Nurdewi duduk di sofa merah memanjang bersama Mama Melisa. Beberapa lelaki berdatangan, lalu duduk di tempat yang tersisa. Sementara lainnya berkerumun berdiri. Tiap-tiap sorot itu menatap ke Nurdewi dan betapa cantiknya dia. Tak sedikit lelaki yang langsung berwajah merah padam. Yang ngaceng makin ngaceng. Sungguh kecantikan biadab Nurdewi menjadi sebuah pemujaan bagi para lelaki. Mama Melisa senang melihat itu. Dia jadi sama tak sabarnya dengan Nurdewi. Bahkan saking ajaibnya kehadiran Nurdewi di tempat itu, pelanggan yang akan dilayani Nirmala menunda waktu bercintanya. Nurdewi menyita perhatian semua orang, termasuk pelacur-pelacur lama yang sudah Mama Melisa pekerjakan. Ada yang menampakkan raut skeptis, ada pula yang bersyukur karena kehadiran Nurdewi, mereka jadi bisa mengistirahatkan lubang sanggamanya untuk diganyang pelanggan masing-masing.

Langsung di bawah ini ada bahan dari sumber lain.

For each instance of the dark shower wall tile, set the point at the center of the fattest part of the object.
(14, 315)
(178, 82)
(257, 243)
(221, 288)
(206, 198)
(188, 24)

            Nurdewi melongok ke kiri dan kanan. Di tempat itu ada meja bar, berbotol-botol minuman, bufet tempat minuman ditata dengan rapi, rak untuk berpuluh-puluh gelas, serta kursi bundar tinggi sebagai tempat duduk. Di bagian lainnya, ada pintu menuju ruangan lain. Tentunya, Nurdewi menebak ruangan apa itu. Tepat sekali! Itu adalah pintu menuju bilik kamar bagi pelanggan yang sudah memesan satu atau lebih perempuan dan ingin segera bercinta. Itulah mengapa bangunan Keluar Puas sangat luas. Di dalamnya terdapat puluhan ruangan bak hotel berbintang. Sebab Mama Melisa tidak ingin para anak perempuannya dibawa keluar. Selama ini, tak ada yang berani melakukannya. Jika pelanggan berkeras, maka akibatnya adalah dibedil sampai mampus oleh para pengawal Mama Melisa.

            Meskipun terbilang kejam membeli gadis desa dan mempekerjakan mereka sebagai pelacur, tapi Mama Melisa menyayangi gadis-gadis itu lebih dari menyayangi putri sendiri. Mama Melisa tak pernah sembarangan dalam merawat mereka, semata-mata bukan karena mereka akan menjadi pelacur cantik yang bakal membuat ngaceng laki-laki di tempat pelacuran, tetapi Mama Melisa memang suka sekali merias para anak gadisnya sehingga terlihat cantik nan anggun.

            “Namanya Nurdewi. Dia putriku yang paling muda. Beberapa tahun lagi dia akan menjadi gadis paling laris di tempat pelacuran ini,” kata Mama Melisa berpidato.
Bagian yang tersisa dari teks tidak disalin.